Goya’s aquatint No. 43, “El sueño de la razón produce monstrous” (El sueño) or “The Sleep of Reason produces monsters,” has been subject to many complex interpretations. As part of eighty fantastical and bizarre aquatints of his 1799 collection, “Los Caprichos,” El sueño dramatically illustrates a conglomeration of symbols. This work appears to represent Goya’s dream of an enlightened Spain.
The allegorical significance of so-called monsters ominously hovering over a dreamer is, in some ways, ambiguous. Some interpreters have claimed that the print represents evil in the guise of ominous bats. Others emphasize the psychology of dreams with assumed meanings. If, as Arthur Danto states in The Transfiguration of the Commonplace, that “there is a difference between the meaning and reference of a picture,” then Goya's initial meaning of the aquatint causes one to discern the differences.
While employed as an official court painter, Goya’s experimental art began to emerge. He utilized and perfected a technique known as aquatint printmaking. This effect leaves a “rotten egg” look, similar to a sepia-tone process. Four brown color gradients are keyed into this print. The background depicts a host of black bats as well as portentous owls soaring toward the central figure highlighted in the foreground. A frontal light source focuses upon this seated figure and is refracted onto the wings of three owls directly behind the figure. If it were not for the shoulder-length hair, tight breeches, stockings, and sash indicative of the Spanish majo of the era, one might mistake the figure as female. Many critics believe that Goya was the subject of this print. He was known to dress like the more earthy peasants or majos of his time, rather than the foppish petimetres who imitated the fashions of 18th-century France.
Objects etched on this rectangular composition form an incomplete pyramidal arrangement. Therefore, the mid-to-lower right area of the print is truncated, while the darker mid-tone brown evenly blankets the upper right of the aquatint. An impression of depth is achieved as the black bats and owls gradually fade into the background.
In terms of animal symbolism, bats have often been seen as representing ignorance, evil, and death. They are blind creatures of the night who have often been associated with the devil. According to one critic, Spanish folklore of Goya’s time depicted them as “stereotypes of mindless stupidity.” The cats in this etching are depicted as impervious to the gloomy atmosphere. One of them sits calmly on the floor nearby, while the other is situated behind the majo. Both stare intensely towards viewers of the print. Felines, in particular, were believed have the ability to differentiate truth from error.
Goya, as our central figure, is slumped on his desk as the “monsters” loom over him. The sketchbook and pen nearby are abandoned while he sleeps. His face is buried in his arms. On the front of the desk the words, “el sueño de la razón produce monstrous” is imprinted in large, white, lower-case letters. There is one owlet holding a paintbrush, anticipating the sleeper’s acceptance. It is not obvious who or what any of the “monsters” allegorically represent.

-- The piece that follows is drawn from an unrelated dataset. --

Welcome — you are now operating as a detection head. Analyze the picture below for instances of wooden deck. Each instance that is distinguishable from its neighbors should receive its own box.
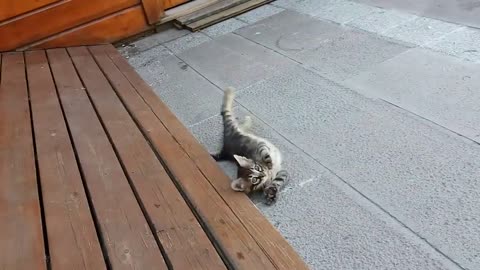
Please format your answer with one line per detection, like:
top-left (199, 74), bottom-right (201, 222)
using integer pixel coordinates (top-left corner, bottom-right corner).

G.W.F. Hegel once said that “the owl of Minerva spreads its wings only with the falling of the dusk,” meaning that philosophy comes to understand a historical condition just as it passes away. Philosophy cannot be prescriptive as it understands only in hindsight. There is one owl behind the majo that projects this understanding, as its wings are fully extended. The Spanish word, sueño, usually connotes “sleep“, but it can also mean “dream.” Goya’s dream may be directed to his own culture, which has been haunted by the ghosts of its suppressive religious and monarchical traditions. The oppressive darkness of the blind bats are likely to represent the weight of superstition from the masses, or the ignorance of the nobility who seek to perpetuate archaic ideas. With enlarged eyes and perked ears, the felines suggest that they have become silent witnesses to the innumerable foibles and follies found in “civilized” society. One owl, with wings full extended, signals the dusk of an era. Goya understands that a long cultural sleep may be necessary to realize his dream of an enlightened Spain.